Еще один важный фактор – топливо. На этой трассе потребление топлива имеет критическое значение? В последние годы моего пребывания в Формуле-1 Мерседес был очень чувствителен к потреблению топлива. Когда 2 Ред Булла занимали первый ряд стартового поля, мы обсуждали, надо ли нам проехать формационный круг очень быстро, чтобы подействовать им на нервы. Но на самом деле мы так никогда не делали. Доезжаю до своего стартового места, переключаюсь на нейтраль... и жду момента истины.

Мне давали сигнал с пит-уолл, когда 17 машин из 22 занимали свои места. В этот момент я включал первую передачу. Потом я развивал обороты двигателя, начиная с момента, когда загоралось 2 из 5 стартовых огней. У гонщиков учащается сердцебиение, пока они ждут, когда погаснут огни. У меня оно учащалось далеко не так сильно – где-то до 120 ударов, а моим максимум было 182 удара в минуту. Это все просто из-за адреналина. Я мог спокойно звучать в разговоре с командой, но мой пульс существенно учащался.

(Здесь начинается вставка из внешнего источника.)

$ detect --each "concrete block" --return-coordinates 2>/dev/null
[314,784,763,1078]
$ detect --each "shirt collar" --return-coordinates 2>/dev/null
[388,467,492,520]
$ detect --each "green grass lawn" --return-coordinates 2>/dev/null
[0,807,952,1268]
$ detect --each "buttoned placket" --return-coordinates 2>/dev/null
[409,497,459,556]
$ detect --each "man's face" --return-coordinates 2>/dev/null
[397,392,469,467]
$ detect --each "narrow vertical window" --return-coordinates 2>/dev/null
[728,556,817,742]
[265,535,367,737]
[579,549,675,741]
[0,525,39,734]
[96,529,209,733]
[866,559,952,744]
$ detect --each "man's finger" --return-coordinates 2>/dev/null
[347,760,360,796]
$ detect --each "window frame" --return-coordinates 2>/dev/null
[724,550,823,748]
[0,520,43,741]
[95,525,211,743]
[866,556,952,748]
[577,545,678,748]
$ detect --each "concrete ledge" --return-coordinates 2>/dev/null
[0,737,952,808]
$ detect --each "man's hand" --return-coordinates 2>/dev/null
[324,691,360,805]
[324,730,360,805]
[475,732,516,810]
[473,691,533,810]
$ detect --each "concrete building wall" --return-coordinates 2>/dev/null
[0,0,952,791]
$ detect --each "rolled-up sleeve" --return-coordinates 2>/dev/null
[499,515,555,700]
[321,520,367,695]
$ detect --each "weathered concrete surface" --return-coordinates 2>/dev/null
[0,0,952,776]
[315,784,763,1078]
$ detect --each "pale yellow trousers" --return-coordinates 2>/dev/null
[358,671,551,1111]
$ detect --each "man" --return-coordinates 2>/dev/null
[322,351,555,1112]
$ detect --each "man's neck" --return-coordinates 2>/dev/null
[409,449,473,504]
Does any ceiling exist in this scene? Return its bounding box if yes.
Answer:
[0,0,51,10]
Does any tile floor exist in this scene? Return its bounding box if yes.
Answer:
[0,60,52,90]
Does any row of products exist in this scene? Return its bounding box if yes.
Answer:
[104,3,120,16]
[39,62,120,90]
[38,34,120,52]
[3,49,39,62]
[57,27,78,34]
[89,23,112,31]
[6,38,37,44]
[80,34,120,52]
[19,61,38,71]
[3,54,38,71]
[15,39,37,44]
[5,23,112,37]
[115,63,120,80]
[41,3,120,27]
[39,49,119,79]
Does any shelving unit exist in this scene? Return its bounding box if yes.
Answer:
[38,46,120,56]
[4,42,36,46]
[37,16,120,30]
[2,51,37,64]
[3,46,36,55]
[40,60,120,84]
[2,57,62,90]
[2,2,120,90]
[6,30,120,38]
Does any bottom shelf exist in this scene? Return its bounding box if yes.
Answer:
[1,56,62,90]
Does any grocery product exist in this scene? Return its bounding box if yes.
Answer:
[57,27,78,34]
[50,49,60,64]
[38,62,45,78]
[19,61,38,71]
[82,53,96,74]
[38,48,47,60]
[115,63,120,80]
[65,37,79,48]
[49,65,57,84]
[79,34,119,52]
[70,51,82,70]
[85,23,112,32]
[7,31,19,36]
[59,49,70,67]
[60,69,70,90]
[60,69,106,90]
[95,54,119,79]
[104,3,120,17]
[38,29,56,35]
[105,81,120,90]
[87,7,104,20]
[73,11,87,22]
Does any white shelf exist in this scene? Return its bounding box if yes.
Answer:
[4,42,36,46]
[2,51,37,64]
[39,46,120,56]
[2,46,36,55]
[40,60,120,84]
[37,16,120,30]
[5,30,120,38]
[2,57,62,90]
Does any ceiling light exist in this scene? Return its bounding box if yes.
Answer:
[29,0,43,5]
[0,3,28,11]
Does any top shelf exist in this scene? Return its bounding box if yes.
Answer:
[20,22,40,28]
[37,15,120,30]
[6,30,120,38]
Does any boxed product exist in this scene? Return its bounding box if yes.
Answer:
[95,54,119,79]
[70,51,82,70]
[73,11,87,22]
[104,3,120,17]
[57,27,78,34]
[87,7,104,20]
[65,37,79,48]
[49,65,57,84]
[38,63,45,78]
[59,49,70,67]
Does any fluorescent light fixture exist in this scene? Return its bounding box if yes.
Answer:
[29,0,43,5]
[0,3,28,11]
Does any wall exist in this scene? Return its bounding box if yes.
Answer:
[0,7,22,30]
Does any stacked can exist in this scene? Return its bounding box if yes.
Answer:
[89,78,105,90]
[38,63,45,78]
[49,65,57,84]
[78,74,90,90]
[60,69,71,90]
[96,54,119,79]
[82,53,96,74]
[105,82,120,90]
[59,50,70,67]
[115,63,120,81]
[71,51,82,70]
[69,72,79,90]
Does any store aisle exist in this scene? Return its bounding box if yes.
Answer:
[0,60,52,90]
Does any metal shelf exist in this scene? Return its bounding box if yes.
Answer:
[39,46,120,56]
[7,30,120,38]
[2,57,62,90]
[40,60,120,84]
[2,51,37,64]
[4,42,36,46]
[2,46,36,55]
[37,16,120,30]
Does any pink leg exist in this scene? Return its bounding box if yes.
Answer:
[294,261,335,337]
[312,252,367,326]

Простая правда о старте в Гран-При – это то, что необходимо как можно лучше реагировать на огни. Люди, наверное, думают, что вы стараетесь хорошо стартовать, предвосхищая этот момент, но так вы скорее всего заработаете фальстарт. Этот момент трудно предвосхитить, потому что огни гаснут в случайный момент «окна» в 3-5 секунд. Вы разгонитесь до 100 км/ч меньше, чем за три секунды, и очень рискованно опережать события.

Стартовый рывок, торможение, прохождение поворота – все на пределе. Даже люди, привыкшие гоняться на высоком уровне в других гонках, испытывают сложности с тем, чтобы справиться с машиной Формулы-1.

Когда 2 Ред Булла занимали первый ряд стартовой решетки, я регулярно терял 3-4 метра по отношению к Себастьяну в первые мгновения гонки. У нас были разные техники реакции, я не принимал идею, что я реагирую лучше при низком сердцебиении, а не высоком. Это связано с физическими особенностями. Например, во времена, когда Эдди Ирвайн был партнером Михаэля Шумахера по Феррари, он реагировал быстрее, как и другой гонщик Феррари – Фелипе Масса. Но держите в уме, что речь идет всего лишь о 1-2 сотых секунды.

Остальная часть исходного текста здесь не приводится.